Michigan Republican: Splitting Up Electoral College Votes Would Prevent Detroit Voters From “Distorting” Results

In the last few weeks, a small number of Republican legislators – all in states that voted for Barack Obama – have talked about splitting up their electoral votes. When I wrote about this, I got a few comments along the lines of “hey, is this a trend, or are you scaremongering?”

No. It’s a trend. Reid Wilson reports that Wisconsin, along with Michigan and Pennsylvania, is home to Republicans who might press their gerrymandered legislative advantage to assign electoral votes by gerrymandered congressional districts.

“If you did the calculation, you’d see a massive shift of electoral votes in states that are blue and fully [in] red control,” said one senior Republican taking an active role in pushing the proposal. “There’s no kind of autopsy and outreach that can grab us those electoral votes that quickly.”

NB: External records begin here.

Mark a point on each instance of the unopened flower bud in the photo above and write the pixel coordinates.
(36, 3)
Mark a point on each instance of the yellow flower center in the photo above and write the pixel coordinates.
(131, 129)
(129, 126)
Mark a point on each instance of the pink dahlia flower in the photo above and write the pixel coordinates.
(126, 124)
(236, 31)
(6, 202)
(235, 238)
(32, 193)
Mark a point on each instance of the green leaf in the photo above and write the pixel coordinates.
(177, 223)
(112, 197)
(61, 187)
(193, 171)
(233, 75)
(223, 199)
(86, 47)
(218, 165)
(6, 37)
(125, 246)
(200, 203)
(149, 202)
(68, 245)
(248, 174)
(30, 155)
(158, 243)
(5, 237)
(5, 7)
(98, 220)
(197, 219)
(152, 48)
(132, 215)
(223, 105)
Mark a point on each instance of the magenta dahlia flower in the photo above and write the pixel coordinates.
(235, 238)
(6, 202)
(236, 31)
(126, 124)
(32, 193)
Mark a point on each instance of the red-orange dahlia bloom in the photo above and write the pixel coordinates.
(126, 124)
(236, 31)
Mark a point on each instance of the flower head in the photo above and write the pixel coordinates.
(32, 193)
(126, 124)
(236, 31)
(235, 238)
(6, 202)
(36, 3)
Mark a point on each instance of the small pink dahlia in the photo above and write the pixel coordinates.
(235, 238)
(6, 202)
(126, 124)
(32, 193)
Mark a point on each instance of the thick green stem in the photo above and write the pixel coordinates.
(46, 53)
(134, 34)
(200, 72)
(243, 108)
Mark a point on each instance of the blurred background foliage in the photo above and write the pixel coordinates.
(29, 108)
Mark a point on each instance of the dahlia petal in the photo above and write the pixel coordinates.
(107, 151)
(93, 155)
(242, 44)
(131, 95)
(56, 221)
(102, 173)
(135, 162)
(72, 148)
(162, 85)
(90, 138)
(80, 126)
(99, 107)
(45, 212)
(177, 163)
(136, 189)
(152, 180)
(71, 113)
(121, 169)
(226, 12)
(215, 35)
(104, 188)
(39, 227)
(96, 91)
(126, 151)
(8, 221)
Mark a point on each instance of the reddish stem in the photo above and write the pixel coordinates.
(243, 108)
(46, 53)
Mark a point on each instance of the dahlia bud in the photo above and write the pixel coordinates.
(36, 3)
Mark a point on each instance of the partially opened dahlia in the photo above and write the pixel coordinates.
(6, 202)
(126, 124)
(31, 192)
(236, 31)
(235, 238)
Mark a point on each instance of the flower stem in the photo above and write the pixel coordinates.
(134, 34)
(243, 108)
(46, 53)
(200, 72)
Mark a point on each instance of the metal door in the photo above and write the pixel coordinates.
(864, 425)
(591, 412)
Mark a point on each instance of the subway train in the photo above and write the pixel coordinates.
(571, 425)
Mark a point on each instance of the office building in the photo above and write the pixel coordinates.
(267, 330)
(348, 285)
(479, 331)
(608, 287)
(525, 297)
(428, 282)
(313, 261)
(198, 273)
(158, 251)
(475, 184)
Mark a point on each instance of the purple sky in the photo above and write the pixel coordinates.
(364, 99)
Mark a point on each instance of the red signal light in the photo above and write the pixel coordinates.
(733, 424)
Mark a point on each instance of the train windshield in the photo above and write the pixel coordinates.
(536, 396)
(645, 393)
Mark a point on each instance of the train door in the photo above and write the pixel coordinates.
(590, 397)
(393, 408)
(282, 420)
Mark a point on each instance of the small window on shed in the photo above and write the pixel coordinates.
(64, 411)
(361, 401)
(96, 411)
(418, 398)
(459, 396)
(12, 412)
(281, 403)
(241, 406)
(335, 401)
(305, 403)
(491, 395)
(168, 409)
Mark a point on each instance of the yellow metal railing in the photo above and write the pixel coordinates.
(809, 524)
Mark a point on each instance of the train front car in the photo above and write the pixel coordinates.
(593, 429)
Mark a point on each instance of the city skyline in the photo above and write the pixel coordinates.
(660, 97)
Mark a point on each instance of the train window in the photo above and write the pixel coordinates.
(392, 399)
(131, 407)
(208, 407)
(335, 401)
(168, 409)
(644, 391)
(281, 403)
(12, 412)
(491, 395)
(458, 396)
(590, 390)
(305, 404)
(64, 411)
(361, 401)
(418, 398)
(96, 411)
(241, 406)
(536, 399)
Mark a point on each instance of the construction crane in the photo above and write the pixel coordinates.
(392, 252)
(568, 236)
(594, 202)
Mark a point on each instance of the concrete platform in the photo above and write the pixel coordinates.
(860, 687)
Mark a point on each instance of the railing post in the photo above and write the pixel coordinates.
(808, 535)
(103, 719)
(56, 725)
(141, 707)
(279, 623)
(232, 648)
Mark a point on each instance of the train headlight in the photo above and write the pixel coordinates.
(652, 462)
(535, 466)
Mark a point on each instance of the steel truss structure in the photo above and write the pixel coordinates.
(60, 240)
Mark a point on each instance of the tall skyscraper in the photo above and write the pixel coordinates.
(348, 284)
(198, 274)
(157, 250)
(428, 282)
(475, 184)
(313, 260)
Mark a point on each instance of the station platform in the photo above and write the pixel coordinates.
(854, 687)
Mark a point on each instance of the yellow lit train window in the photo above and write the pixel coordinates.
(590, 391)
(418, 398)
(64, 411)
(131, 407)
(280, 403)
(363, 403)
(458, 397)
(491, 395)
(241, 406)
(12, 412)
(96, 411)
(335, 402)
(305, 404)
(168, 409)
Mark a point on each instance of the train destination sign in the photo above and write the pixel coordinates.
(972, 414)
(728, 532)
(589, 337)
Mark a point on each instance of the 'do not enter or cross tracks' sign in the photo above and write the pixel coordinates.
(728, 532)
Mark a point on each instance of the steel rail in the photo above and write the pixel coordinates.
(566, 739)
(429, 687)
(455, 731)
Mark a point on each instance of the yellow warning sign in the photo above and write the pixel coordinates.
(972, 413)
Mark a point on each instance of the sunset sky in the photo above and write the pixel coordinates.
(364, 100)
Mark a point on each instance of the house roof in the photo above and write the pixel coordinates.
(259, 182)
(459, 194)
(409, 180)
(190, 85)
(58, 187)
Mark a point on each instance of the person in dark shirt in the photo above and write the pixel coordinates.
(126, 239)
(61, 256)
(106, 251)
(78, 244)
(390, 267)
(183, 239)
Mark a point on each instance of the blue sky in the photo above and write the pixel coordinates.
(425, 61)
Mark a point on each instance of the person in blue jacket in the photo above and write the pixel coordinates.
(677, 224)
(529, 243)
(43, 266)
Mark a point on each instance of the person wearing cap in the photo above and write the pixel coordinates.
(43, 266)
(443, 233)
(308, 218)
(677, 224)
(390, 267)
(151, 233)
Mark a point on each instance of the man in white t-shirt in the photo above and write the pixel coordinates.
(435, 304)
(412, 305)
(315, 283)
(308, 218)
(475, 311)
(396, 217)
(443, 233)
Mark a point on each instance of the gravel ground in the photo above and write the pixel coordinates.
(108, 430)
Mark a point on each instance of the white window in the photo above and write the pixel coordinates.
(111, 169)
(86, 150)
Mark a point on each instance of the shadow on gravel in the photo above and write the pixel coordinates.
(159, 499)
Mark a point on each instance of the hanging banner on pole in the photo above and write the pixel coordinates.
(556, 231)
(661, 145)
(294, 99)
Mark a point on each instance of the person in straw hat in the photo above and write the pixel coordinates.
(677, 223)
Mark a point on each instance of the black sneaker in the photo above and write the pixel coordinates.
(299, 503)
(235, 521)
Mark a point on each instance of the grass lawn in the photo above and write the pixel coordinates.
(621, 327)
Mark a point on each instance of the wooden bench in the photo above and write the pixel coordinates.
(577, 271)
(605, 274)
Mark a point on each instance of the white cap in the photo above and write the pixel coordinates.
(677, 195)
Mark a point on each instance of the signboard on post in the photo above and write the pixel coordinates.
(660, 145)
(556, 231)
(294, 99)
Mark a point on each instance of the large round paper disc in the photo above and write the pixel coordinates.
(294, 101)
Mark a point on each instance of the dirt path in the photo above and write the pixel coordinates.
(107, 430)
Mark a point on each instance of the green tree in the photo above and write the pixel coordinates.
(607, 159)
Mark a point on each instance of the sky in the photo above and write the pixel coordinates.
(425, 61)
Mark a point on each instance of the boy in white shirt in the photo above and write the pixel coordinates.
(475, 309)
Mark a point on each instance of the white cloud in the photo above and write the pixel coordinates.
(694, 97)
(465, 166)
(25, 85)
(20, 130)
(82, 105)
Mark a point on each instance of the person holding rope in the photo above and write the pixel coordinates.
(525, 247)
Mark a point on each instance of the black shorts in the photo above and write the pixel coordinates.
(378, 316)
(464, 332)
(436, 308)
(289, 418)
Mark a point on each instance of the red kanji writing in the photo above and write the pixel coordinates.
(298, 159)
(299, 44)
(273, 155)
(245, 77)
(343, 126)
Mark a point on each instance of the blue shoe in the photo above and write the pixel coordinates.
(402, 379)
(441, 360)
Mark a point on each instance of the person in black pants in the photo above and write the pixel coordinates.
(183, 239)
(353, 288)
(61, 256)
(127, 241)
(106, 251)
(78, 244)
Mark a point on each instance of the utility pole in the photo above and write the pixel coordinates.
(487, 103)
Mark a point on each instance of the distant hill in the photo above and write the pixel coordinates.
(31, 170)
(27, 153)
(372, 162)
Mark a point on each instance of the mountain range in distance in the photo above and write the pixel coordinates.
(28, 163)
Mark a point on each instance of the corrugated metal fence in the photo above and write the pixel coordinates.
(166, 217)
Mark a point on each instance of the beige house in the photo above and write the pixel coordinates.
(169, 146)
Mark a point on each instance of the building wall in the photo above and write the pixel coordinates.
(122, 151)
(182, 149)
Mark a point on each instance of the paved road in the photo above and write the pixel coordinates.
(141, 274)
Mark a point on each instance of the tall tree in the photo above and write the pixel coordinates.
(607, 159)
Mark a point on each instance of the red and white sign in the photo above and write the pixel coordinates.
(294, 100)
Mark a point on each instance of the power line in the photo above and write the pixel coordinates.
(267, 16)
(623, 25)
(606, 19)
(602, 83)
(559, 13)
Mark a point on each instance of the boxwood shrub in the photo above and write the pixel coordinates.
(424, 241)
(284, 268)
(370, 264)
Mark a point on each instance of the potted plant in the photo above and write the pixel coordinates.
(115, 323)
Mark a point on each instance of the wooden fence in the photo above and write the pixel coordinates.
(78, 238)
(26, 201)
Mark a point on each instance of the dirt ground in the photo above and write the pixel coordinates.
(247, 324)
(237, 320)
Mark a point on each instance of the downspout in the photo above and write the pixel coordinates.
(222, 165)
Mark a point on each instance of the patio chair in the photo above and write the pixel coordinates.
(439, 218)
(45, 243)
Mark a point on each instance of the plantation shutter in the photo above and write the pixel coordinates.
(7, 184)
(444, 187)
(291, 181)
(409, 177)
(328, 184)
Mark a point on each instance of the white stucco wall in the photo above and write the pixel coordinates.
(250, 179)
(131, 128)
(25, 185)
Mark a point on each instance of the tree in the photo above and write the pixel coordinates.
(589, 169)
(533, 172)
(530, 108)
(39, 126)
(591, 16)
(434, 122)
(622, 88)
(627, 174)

The proposals, the senior GOP official said, are likely to come up in each state’s legislative session in 2013. Bills have been drafted, and legislators are talking to party bosses to craft strategy. Saul Anuzis, the former chairman of the Michigan Republican Party, has briefed Republican National Committee Chairman Reince Priebus and Chief of Staff Jeff Larson on his state’s proposal. The proposal “is not being met with the ‘We can’t do that’ answer. It’s being met with ‘I’ve already got a bill started,’ ” the official said.

I called Anuzis this afternoon to follow up on the story. As a lobbyist for the National Popular Vote campaign, he personally favors a plan that would scrap the electoral college. If enough states passed NPV bills, we’d move to a full-on popular vote system.

But that, he says, is not the bill moving in the Republican-run House. Peter Lund, the committee chairman who would move on electoral college reform, favors a plan that would assign electoral votes by the winners of districts, then assign the remaining two votes to the state’s popular vote winner. In 2012, this would have given Mitt Romney nine of Michigan’s 16 electors, even though Romney lost the state by 450,000 votes.

“People do not like the current system of winner take all,” said Anuzis. “What [reformers] are trying to do is make sure the votes are representative. Right now, you get 100 percent of electors whether you get 50.1 percent of the vote or 90 percent of the vote. I think the congressional district plan would be more representative. If you go back to what the founding fathers intended, it was what was in the best interest in the state. And there’s a growing belief that making sure every vote counts matters.”

This sounded good, but misleading. The 2011 gerrymander packed most Michigan Democrats into a few districts in the southeastern part of the state, around Detroit. (Democrats remained fairly competitive in the rural district that covers the upper peninsula.) Wouldn’t this reform reduce the impact of voters who happened to live in urban areas?

“Congressional districts are divided equally based on population,” said Anuzis. “This is the question: Is the one man one vote principle more important than the overall state vote? If you move away from that, and into something proportional, then the city of Detroit’s votes don’t distort the rest of the state. Each area is represented.”